- Coordinates: 23°18′41″N 93°37′02″E﻿ / ﻿23.311498°N 93.617234°E
- Crosses: Manipur River
- Locale: Tedim Township, Chin State
- Official name: Kapteel Bridge
- Maintained by: Ministry of Construction, Union of Myanmar's Government

Characteristics
- Design: Suspension bridge
- Total length: 480-foot (150 m) long
- Width: 10-foot-9-inch (3.28 m) wide
- Load limit: 3 tons

History
- Construction end: April 25, 2002
- Opened: April 25, 2002

Location

= Kattel Bridge =

Bridge Chin State, Myanmar

Kapteel Bridge (Zomi: Kapteel Guun Lei) is a bridge in Tedim Township, Chin State, Myanmar and opened on April 25, 2002. Kapteel Bridge is a suspension bridge across Manipur River in Chin State (Zogam).
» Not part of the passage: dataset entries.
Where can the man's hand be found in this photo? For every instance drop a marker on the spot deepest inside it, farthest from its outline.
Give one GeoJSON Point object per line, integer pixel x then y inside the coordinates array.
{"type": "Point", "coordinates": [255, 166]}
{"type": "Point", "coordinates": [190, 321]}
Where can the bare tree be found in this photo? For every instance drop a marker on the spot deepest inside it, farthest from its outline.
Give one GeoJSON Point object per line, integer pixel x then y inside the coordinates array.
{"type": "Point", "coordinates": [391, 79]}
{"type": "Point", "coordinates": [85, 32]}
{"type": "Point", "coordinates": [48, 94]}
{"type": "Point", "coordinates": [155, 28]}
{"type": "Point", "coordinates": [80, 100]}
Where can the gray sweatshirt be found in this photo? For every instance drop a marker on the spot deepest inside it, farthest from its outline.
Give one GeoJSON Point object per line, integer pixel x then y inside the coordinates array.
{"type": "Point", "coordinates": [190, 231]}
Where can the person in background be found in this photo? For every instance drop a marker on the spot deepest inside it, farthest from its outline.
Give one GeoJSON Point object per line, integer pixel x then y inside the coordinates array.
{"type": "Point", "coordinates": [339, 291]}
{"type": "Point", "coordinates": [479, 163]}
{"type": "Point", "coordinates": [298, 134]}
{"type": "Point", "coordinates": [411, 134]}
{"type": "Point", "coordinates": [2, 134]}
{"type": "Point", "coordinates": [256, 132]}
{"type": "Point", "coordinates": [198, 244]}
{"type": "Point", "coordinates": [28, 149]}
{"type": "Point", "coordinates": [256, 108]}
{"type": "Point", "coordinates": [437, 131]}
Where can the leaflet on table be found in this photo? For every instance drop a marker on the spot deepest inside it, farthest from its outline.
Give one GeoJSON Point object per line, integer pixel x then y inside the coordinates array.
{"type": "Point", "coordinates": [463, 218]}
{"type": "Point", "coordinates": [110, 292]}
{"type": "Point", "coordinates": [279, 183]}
The bridge is 480 ft long and 10 ft 9 in wide. The bridge is on Tedim - Kapteel - Rih Lake motor road. Its clearance is 350 ft wide and 20 ft high, and it can bear three tons of load. The bridge was built by Deputy Superintending Engineer U San Win.

==Opening ceremony==
The bridge opening ceremony was held at the central pandal of the bridge on April 25, 2002. The opening ceremony was attended by Chairman of Sagaing Division Peace and Development Council Commander of North-West Command Brig-Gen Soe Naing, Minister for Construction Maj-Gen Saw Tun, Brig-Gen Khin Maung Aye of Kalay Station, Deputy Minister for Construction Brig-Gen Myint Thein, officials of the ministry, state/district/township level departmental officials, members of the Union Solidarity and Development Association, Maternal and Child Welfare Association, Red Cross Society and Social Organization, and local people, totalling 2,200.